Pueden decir lo que quieran, pero me parece a mí que las prisas de Merkel se van a volver en su contra, al igual que sus políticas en Ucrania. La conferencia de prensa empezó mal y acabó en desastre, con una estudiante egipcia, Fajr el-Adly, que se coló entre los periodistas en la Cancillería de Berlín y se puso a gritar “¡Asesino, asesino!” con un estridente tono femenino al desaliñado Sisi. La prensa mundial reprodujo el titular original del Washington Post: “La conferencia de prensa de Sisi termina con incidentes”, que se ajustó más tarde para señalar: “Manifestante interrumpe la conferencia de prensa con al-Sisi de Egipto”. Pero el meme estaba circulando ya por doquier.

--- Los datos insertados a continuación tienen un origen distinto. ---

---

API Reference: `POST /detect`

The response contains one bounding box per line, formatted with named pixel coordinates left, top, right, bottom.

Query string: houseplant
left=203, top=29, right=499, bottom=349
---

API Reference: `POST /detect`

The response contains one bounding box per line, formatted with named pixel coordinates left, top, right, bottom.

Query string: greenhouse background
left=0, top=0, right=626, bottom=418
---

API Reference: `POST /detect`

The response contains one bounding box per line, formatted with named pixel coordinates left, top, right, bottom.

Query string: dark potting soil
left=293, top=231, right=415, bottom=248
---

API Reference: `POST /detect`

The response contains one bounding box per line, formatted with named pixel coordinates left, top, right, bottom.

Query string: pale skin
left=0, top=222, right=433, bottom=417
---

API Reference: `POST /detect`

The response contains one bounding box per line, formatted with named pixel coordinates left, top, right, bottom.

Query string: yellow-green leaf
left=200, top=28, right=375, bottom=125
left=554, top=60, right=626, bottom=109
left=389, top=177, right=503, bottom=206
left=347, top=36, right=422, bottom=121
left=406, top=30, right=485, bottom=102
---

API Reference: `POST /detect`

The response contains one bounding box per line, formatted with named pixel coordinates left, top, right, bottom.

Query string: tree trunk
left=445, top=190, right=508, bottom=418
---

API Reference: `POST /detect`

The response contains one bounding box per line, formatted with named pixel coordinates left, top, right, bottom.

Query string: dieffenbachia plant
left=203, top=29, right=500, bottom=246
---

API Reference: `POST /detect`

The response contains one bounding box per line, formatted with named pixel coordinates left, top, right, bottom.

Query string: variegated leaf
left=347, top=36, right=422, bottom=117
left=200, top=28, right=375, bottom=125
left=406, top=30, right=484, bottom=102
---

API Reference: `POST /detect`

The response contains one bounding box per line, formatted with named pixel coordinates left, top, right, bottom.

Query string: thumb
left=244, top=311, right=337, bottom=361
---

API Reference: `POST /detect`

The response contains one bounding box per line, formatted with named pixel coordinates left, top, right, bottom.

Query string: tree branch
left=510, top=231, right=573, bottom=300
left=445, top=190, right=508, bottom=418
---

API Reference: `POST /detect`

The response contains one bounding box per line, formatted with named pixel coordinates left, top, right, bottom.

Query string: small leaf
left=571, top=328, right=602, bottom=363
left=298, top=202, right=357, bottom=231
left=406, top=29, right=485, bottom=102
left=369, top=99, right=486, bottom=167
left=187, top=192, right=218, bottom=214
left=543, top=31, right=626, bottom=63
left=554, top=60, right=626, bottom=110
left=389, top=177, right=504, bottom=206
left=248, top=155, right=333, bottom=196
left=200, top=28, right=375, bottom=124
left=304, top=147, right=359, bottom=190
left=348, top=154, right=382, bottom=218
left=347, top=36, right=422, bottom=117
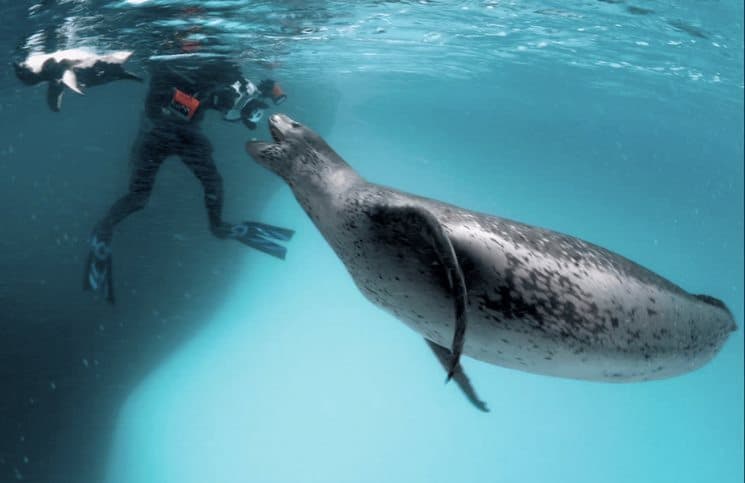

Sin embargo, la admisión de Mursi no fue realmente un lapsus del tirano. Desde la muerte del rey Abdullah y la llegada del nuevo régimen en Arabia Saudí (contra el que se ha descubierto que Sisi había estado conspirando), su apoyo en Egipto ha ido desangrándose. Los oligarcas egipcios, con Naguib Saguiris al frente, ya se habían distanciado de él desde que Morsi insistió en el llamamiento para que pagaran los impuestos atrasados. Y ahora estaban conspirando con Mohamed bin Zayed, de Abu Dabi, supuestamente el último amigo que le quedaba a Sisi, para colocar en el poder a Ahmed Shafiq, que había perdido las elecciones frente a Morsi en 2012 y está ahora exiliado en algún lugar de los Emiratos.

Pero la ironía de todo ello es que Sisi –por su propia admisión- estaba apelando a la legitimidad de Morsi para socavar la de su potencial rival. Ni aún queriendo le habrían salido major las cosas.